Hey there Dpselfhelp! This is my first post, and I'm glad that I can finally share my feelings with people that get me, and been through the same if not worse than what I am experiencing. Around 5 months ago, I realized that what I am experiencing is dp/dr, and had most likely gotten this through my undisciplined weed smoking habits. I started smoking around a year ago, when I moved to California for college. I had never previously been involved with drugs and alcohol, and was an athlete that took my fitness very seriously. I spent 18 years of my life living in my hometown of Riyadh, Saudi Arabia, before starting college in the US.
I spent my first year in the US living the same lifestyle I had been living for all of my life, healthy and drug free. I met a couple of friends during my 3rd semester in college that happened to smoke weed, and being the showoff that I am, I decided to give in to their peer pressure one day, and attempt to outsmoke them. Of course, I failed, but enjoyed the experience enough to get myself a medical marijuana ID. Within a couple of month's time I became the biggest stoner of them all, not feeling satisfied without having my minimum 2 grams a day. I eventually noticed some withdrawal symptoms when I decided to take a tolerance break, the symptoms lasted for about a week. The symptoms included, loss of appetite, depression, severe anxiety, fatigue, and insomnia. Regardless, I did return to weed after that week, and only stopped a month later, because I had to visit my parents for summer. I noticed some dp after stopping, but didn't know what in the world I was experiencing. I decided not to look into it, which was possible since the dp was mild. I eventually stopped feeling it just before the end of summer.

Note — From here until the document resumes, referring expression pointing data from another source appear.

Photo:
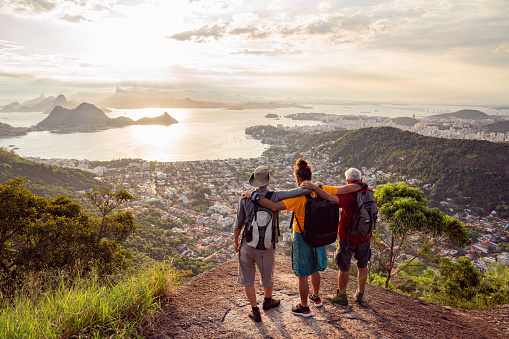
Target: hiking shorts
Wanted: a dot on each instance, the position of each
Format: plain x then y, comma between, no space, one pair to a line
307,260
263,259
361,253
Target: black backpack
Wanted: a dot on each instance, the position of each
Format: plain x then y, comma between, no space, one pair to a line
321,222
364,215
260,230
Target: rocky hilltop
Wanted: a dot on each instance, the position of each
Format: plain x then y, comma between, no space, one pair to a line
214,305
87,116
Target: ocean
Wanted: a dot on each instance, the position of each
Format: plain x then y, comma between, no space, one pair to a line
200,134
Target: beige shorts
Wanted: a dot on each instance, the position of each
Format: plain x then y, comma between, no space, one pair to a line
264,259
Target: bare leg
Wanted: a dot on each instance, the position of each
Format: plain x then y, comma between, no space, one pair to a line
315,283
251,295
362,276
268,291
303,290
343,281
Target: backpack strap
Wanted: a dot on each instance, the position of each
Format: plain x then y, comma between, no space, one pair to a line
308,196
350,221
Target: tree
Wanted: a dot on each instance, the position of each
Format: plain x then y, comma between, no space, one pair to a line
403,212
38,234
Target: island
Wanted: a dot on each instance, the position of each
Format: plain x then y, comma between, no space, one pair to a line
88,118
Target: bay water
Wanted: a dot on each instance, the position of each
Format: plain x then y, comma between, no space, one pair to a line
200,134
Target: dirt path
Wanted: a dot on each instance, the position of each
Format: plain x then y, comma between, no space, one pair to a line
214,305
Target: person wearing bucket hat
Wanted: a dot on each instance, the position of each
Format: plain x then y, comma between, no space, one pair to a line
249,256
307,261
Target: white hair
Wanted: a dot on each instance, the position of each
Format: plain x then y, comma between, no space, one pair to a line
353,174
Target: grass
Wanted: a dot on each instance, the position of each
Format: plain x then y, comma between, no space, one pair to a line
87,308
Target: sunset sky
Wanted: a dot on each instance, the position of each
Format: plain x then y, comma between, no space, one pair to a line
408,51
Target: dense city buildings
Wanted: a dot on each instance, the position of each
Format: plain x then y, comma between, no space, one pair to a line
202,198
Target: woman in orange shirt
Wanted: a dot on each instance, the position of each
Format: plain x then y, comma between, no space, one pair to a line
306,260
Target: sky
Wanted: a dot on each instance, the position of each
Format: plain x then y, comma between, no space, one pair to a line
401,51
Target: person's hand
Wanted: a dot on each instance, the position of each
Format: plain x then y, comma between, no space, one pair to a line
247,194
307,184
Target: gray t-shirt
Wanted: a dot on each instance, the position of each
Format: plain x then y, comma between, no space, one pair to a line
246,206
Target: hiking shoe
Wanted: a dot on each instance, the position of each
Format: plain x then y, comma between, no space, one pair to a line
255,315
273,302
358,297
301,310
340,299
316,300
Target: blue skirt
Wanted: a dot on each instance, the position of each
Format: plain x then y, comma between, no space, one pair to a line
307,260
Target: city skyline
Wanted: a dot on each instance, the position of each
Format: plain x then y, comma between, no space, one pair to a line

When I got back to California, I went back to smoking as much as I did, and of course I had been drinking as well as smoking all this time as well. This carefree lifestyle soon got the better of me, and I was back to dp, except it was intensified to what felt like a thousand times. Since realizing that I felt like I was back in this dream state again, I finally understood that I am experiencing depersonalization/derealization disorder. I found out about my condition 5 months ago, and have since seen 3 therapists, and decided to drop my 5th semester to get rid of any external stressors. I have taken several steps to get rid of this dp, but one thing I have not, and struggle to do is getting rid of my weed habits. After noticing that I have dp 5 months ago, I still spent the first 3 months smoking, and after managing to stop smoking weed for a bit longer than a month, I have recently returned to the same old smoking habits 2 weeks ago. I feel like I am now so used to dp, that I forgot what it feels like to not have it.